E lá ficou o relógio de S. Pedro a dar as horas, dia e noite, aos cuidados do seu zelador, o carrilhador Artur Silva. Às vezes atrasava-se, parava, avariava, mas sempre voltava a funcionar. Em 1955, a Câmara mandou instalar um dispositivo que o silenciou durante a noite, deixando de perturbar o sono de quemd ele se queixava. No início do século XXI, a Câmara mandou instalar na torre de S. Pedro um motor para a elevação dos pesos com que funcionava o mecanismo do relógio e um sistema de regulação dos seus mostradores.
Até que, na Primavera de 2002, a Irmandade de S. Pedro decidiu, intempestivamente, aposentá-lo, substituindo-o por um sistema computorizado modernito, capaz de tocar 140 músicas diferentes. Sem aviso prévio ao seu proprietário, a Câmara Municipal de Guimarães, ou ao seu zelador, o senhor Artur Silva que, um dia, quando subiu a torre para dar corda ao velho relógio, foi surpreendido pela mudança.

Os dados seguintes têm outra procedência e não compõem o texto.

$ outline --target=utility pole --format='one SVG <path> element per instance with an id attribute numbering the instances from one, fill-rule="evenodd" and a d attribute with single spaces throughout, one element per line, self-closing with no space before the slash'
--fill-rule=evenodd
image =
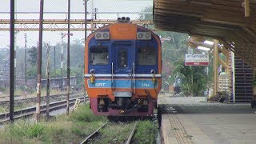
<path id="1" fill-rule="evenodd" d="M 14 0 L 10 0 L 10 121 L 14 122 Z"/>
<path id="2" fill-rule="evenodd" d="M 56 47 L 54 46 L 54 79 L 56 80 Z"/>
<path id="3" fill-rule="evenodd" d="M 86 45 L 86 38 L 87 38 L 87 2 L 88 0 L 84 0 L 85 3 L 85 45 Z M 83 90 L 84 90 L 84 102 L 86 103 L 86 87 L 83 86 Z"/>
<path id="4" fill-rule="evenodd" d="M 43 21 L 43 0 L 40 0 L 39 15 L 39 40 L 38 40 L 38 86 L 37 86 L 37 106 L 36 122 L 40 121 L 40 101 L 41 101 L 41 74 L 42 74 L 42 21 Z"/>
<path id="5" fill-rule="evenodd" d="M 47 43 L 46 46 L 47 51 L 47 62 L 46 62 L 46 76 L 47 78 L 47 86 L 46 86 L 46 120 L 49 119 L 50 117 L 50 46 Z"/>
<path id="6" fill-rule="evenodd" d="M 68 0 L 68 25 L 67 25 L 67 96 L 66 96 L 66 115 L 70 114 L 70 0 Z"/>
<path id="7" fill-rule="evenodd" d="M 63 55 L 64 55 L 64 46 L 63 46 L 63 38 L 65 34 L 63 33 L 61 34 L 62 35 L 62 50 L 61 50 L 61 79 L 60 79 L 60 86 L 61 86 L 61 90 L 63 91 Z"/>
<path id="8" fill-rule="evenodd" d="M 25 96 L 26 97 L 26 33 L 25 33 Z"/>

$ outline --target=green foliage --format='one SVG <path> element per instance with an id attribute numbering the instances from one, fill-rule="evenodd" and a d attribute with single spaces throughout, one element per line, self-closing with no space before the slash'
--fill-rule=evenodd
<path id="1" fill-rule="evenodd" d="M 91 122 L 98 121 L 106 121 L 105 116 L 94 115 L 92 111 L 89 109 L 89 105 L 82 105 L 80 109 L 72 113 L 70 120 L 73 122 Z"/>
<path id="2" fill-rule="evenodd" d="M 100 130 L 100 138 L 92 140 L 93 143 L 125 143 L 127 136 L 133 129 L 134 123 L 109 122 Z"/>
<path id="3" fill-rule="evenodd" d="M 2 92 L 2 91 L 6 91 L 6 88 L 5 87 L 1 87 L 0 86 L 0 91 Z"/>
<path id="4" fill-rule="evenodd" d="M 34 66 L 38 62 L 38 49 L 36 46 L 32 46 L 27 50 L 29 55 L 28 62 L 32 66 Z"/>
<path id="5" fill-rule="evenodd" d="M 46 126 L 42 123 L 29 123 L 26 125 L 26 136 L 29 138 L 36 138 L 45 133 Z"/>
<path id="6" fill-rule="evenodd" d="M 134 137 L 135 143 L 156 143 L 157 123 L 150 121 L 140 121 L 137 126 Z"/>
<path id="7" fill-rule="evenodd" d="M 28 79 L 35 79 L 38 76 L 38 68 L 37 66 L 33 66 L 27 69 L 26 78 Z"/>
<path id="8" fill-rule="evenodd" d="M 182 78 L 181 89 L 185 95 L 202 95 L 206 88 L 207 82 L 205 66 L 185 66 L 184 59 L 181 58 L 174 64 L 174 77 Z"/>
<path id="9" fill-rule="evenodd" d="M 6 125 L 0 131 L 0 139 L 19 141 L 26 138 L 39 138 L 46 133 L 44 123 L 34 123 L 25 120 Z"/>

E lá ficou, desde então, a enferrujar e apodrecer na torre de S. Pedro, um maquinismo com um valor patrimonial único e que ainda estava perfeitamente funcional quando decidiram desactivá-lo. 

Nota: os dados biográficos de Manuel Francisco Cousinha foram obtidos na página da Internet da firma Cousinha, Lda.